I am thinking we must retake control of the discourse that defines us.

Write our own narratives that are true to our first nations and live by them.

What has triggered this, you may wonder.

I remember being part of a mind blowing “Intellectual Study Group on Land and Natural Resources” session. The conversations at that session, for me, were myth-busters and paradigm shifters.

I found myself consciously confronted and interacting with terminology and concepts, such as:

  • Epistemic certitude or epistemic certainty
  • Epistemic violence
  • Epistemic displacement

Understanding epistemic to mean “related to knowledge or how it is acquired.” I remember thinking about the lyrics of the Uganda National Anthem.

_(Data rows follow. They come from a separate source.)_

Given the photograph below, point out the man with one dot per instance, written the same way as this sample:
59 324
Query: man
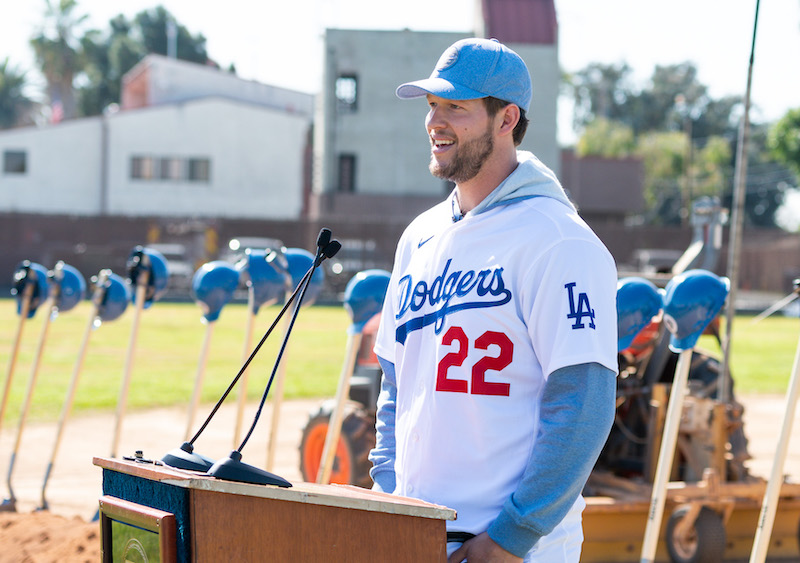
498 334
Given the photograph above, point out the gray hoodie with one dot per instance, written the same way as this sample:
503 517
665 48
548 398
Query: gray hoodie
530 178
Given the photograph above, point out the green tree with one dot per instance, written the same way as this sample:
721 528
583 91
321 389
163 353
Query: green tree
153 26
604 137
783 140
600 91
59 54
109 56
14 104
664 157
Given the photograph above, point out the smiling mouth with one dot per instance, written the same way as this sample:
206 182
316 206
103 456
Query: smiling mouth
438 145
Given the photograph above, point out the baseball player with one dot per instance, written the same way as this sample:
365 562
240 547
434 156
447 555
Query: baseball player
498 334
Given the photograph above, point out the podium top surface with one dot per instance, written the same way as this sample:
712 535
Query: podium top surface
341 496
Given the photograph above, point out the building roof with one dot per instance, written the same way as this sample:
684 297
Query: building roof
521 21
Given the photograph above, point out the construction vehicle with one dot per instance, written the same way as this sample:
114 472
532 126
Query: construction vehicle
712 500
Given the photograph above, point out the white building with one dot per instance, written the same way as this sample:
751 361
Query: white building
190 141
371 151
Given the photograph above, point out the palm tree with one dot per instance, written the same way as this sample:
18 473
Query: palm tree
59 54
14 104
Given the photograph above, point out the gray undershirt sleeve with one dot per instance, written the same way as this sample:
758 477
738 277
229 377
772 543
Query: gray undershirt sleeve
577 412
382 457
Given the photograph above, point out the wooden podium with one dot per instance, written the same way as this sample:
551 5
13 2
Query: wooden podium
158 513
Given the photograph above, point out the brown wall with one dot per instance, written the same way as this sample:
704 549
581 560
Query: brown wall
770 259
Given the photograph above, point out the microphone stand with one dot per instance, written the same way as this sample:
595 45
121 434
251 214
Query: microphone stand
184 457
233 468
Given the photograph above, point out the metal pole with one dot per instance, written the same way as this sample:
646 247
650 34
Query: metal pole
248 341
25 305
141 291
73 385
665 457
769 504
198 380
335 423
10 503
737 220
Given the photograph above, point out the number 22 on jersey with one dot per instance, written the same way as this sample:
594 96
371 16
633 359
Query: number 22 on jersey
500 356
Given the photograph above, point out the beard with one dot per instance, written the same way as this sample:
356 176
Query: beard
467 162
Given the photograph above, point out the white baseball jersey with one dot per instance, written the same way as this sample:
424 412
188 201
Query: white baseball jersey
478 313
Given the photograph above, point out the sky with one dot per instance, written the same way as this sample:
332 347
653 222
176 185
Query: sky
281 43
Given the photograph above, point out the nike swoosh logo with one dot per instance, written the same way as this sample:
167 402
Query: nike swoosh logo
421 242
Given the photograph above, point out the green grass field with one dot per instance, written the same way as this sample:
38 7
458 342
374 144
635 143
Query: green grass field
170 339
166 356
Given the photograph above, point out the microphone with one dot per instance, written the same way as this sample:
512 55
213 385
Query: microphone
323 238
184 457
233 468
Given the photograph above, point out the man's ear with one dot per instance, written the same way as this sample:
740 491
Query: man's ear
510 117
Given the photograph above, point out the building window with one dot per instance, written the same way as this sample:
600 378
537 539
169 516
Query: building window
347 93
199 170
142 168
170 168
347 173
15 162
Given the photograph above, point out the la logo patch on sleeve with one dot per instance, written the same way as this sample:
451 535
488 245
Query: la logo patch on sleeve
580 310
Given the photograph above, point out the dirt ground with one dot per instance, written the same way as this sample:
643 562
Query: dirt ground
66 532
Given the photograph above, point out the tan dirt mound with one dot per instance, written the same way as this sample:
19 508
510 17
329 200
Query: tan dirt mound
43 537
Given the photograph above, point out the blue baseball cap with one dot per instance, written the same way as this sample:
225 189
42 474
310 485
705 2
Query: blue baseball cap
475 68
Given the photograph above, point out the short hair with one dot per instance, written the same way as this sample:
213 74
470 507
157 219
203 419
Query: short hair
494 105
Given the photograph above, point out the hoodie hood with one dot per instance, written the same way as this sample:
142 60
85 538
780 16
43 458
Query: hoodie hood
531 178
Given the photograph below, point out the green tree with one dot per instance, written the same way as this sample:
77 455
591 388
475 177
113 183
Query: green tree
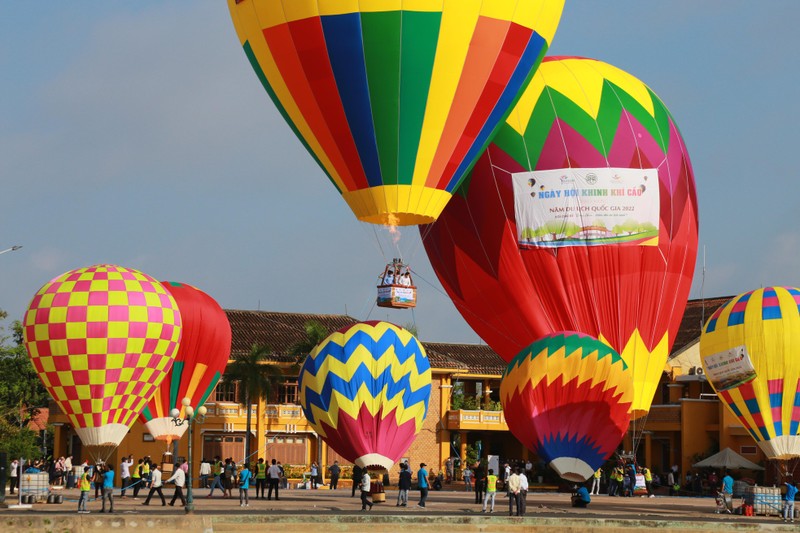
315 333
257 378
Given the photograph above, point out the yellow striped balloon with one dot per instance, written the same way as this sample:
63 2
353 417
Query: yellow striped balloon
750 350
395 99
365 390
102 339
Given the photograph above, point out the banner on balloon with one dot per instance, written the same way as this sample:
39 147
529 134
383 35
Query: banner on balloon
729 369
587 207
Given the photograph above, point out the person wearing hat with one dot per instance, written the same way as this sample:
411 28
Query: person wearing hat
422 482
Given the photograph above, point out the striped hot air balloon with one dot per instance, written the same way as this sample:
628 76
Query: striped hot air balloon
750 351
567 398
580 216
365 391
102 339
395 99
200 362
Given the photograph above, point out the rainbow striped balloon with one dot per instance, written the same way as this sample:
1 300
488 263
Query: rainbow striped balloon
395 99
102 339
567 397
750 351
365 391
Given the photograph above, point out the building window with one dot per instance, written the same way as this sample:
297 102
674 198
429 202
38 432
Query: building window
288 392
226 391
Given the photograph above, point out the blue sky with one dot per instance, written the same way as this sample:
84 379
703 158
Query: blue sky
136 133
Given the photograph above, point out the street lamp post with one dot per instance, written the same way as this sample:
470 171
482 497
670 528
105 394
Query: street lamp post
191 416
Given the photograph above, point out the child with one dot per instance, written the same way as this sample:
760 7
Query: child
85 485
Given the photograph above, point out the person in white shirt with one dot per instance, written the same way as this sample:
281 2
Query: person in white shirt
523 492
155 486
179 478
125 473
205 472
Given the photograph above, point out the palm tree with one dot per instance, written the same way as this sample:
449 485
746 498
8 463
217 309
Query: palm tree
315 334
257 379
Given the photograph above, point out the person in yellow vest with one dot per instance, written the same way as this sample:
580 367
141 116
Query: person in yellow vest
136 478
85 484
648 481
596 481
491 491
146 472
261 479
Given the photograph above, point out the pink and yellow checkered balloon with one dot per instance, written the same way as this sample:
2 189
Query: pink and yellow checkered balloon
102 339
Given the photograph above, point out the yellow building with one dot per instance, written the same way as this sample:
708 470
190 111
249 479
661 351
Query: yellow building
685 422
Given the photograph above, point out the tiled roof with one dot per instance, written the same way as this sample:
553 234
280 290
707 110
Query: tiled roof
696 312
473 358
279 331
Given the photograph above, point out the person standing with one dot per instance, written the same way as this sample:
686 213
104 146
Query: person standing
125 473
467 473
788 501
314 474
217 483
85 485
261 479
479 481
422 482
512 488
179 478
491 490
274 476
108 489
365 486
356 479
14 476
403 485
205 472
335 472
155 486
244 486
598 474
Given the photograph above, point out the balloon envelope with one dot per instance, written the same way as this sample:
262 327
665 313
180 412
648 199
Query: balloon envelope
580 216
567 398
102 339
749 350
365 390
200 362
395 100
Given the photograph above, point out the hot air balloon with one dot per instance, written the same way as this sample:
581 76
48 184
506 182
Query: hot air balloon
102 338
567 397
580 216
749 350
365 391
395 100
201 359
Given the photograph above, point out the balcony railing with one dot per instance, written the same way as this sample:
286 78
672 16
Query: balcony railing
479 420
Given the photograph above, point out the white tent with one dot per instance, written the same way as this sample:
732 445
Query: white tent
729 459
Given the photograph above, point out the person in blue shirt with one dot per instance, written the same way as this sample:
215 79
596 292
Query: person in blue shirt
422 481
581 497
727 485
108 489
244 485
788 501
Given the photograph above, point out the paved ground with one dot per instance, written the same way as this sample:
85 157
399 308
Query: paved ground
445 511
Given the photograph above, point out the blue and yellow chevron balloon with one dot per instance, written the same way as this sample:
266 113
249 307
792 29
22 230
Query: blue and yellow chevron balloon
365 391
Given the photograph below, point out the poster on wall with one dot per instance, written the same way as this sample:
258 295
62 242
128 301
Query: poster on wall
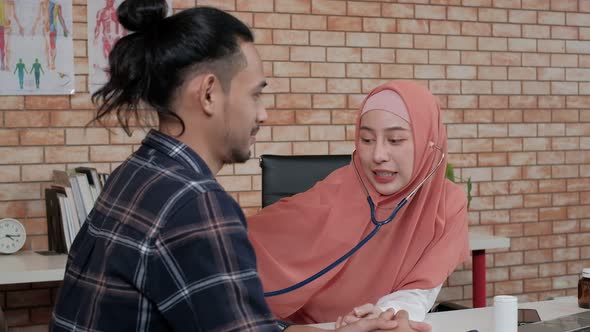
104 30
36 47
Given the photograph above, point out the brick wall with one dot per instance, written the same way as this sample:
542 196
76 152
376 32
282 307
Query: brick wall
512 77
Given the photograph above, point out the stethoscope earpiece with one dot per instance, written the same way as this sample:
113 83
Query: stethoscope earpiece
377 223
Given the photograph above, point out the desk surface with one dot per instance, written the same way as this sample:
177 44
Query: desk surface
28 266
481 319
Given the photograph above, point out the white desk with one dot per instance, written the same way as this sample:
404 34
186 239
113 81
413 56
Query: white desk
481 319
28 266
479 243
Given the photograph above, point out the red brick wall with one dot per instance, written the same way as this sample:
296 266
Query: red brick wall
512 77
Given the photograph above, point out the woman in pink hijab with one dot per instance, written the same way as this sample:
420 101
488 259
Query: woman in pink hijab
399 141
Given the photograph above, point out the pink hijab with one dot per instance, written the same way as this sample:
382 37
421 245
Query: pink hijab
298 236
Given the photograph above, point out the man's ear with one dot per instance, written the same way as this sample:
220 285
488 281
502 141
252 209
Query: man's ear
208 93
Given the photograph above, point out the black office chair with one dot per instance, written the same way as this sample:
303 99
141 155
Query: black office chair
3 324
284 176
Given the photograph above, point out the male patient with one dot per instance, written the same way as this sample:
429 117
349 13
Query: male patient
165 247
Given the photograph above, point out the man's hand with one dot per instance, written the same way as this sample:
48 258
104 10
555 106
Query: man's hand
368 311
381 322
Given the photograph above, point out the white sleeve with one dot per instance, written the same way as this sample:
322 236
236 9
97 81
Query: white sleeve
417 302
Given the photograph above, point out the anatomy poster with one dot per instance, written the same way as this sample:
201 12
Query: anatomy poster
104 31
36 47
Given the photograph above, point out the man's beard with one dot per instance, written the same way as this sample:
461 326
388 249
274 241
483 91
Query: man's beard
239 156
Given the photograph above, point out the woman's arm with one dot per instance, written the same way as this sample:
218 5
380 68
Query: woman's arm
417 302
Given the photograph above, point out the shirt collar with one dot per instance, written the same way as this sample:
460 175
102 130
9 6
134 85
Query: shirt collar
176 150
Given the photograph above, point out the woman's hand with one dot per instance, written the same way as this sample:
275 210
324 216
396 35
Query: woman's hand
368 311
381 322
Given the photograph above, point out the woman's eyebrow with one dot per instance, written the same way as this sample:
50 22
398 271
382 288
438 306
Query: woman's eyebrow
394 128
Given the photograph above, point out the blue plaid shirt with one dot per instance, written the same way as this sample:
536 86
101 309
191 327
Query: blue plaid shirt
165 248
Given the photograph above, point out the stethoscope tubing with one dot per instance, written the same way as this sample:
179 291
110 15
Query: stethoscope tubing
378 224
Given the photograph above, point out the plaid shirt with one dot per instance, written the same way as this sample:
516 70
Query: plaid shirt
165 248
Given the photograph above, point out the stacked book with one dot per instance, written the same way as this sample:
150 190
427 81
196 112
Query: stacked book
68 202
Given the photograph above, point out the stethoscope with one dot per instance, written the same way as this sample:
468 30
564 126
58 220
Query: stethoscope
377 223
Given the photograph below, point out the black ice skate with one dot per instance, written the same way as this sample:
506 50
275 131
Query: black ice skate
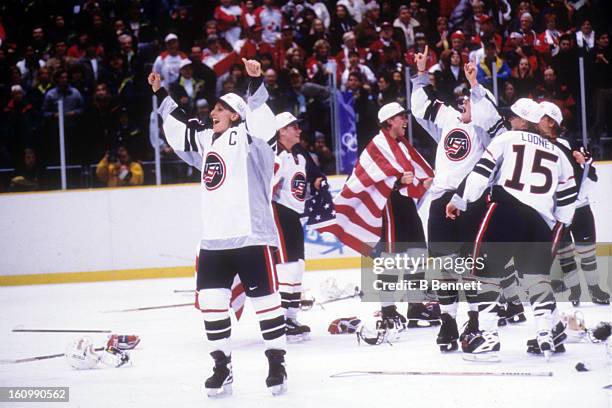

I wonder, how many Ugandans truly genuinely perceive or think of Uganda as the “pearl of Africa’s crown.”

Reportedly, coinage of Uganda as the pearl of Africa is credited to a former Prime Minister of Britain (1940-1945), Winston Churchill. No doubt, he coined it from a voyeuristic perspective of a colonizer.

Am thinking how we, Ugandans, have come to accept narratives that make us invisible and disown us of our land.

Such as, case in point, the obnoxious view that has gained traction during the decades reign of our current President. That misinformation that plenty of our land is idle, not utilized, underutilized, inefficiently utilized, and the like.

A fallacy that sustains unchallenged within smokescreens of ‘development discourse’ – often framed our ways are backward and underdeveloped; and we need to adopt the ways of our colonizer as a marker of development.

Ironically, purveyors of that fallacy, unintentionally, often contradict it in policy documents. Perhaps the most common, is when they proclaim and acknowledge the backbone of Uganda’s economy is agriculture.

Agriculture is indeed the backbone of Uganda’s economy and by Ugandan smallholder farmers, who live and mostly own their land via customary tenure which gives them legally binding ownership via user rights.

So, where is the issue really? I am flummoxed.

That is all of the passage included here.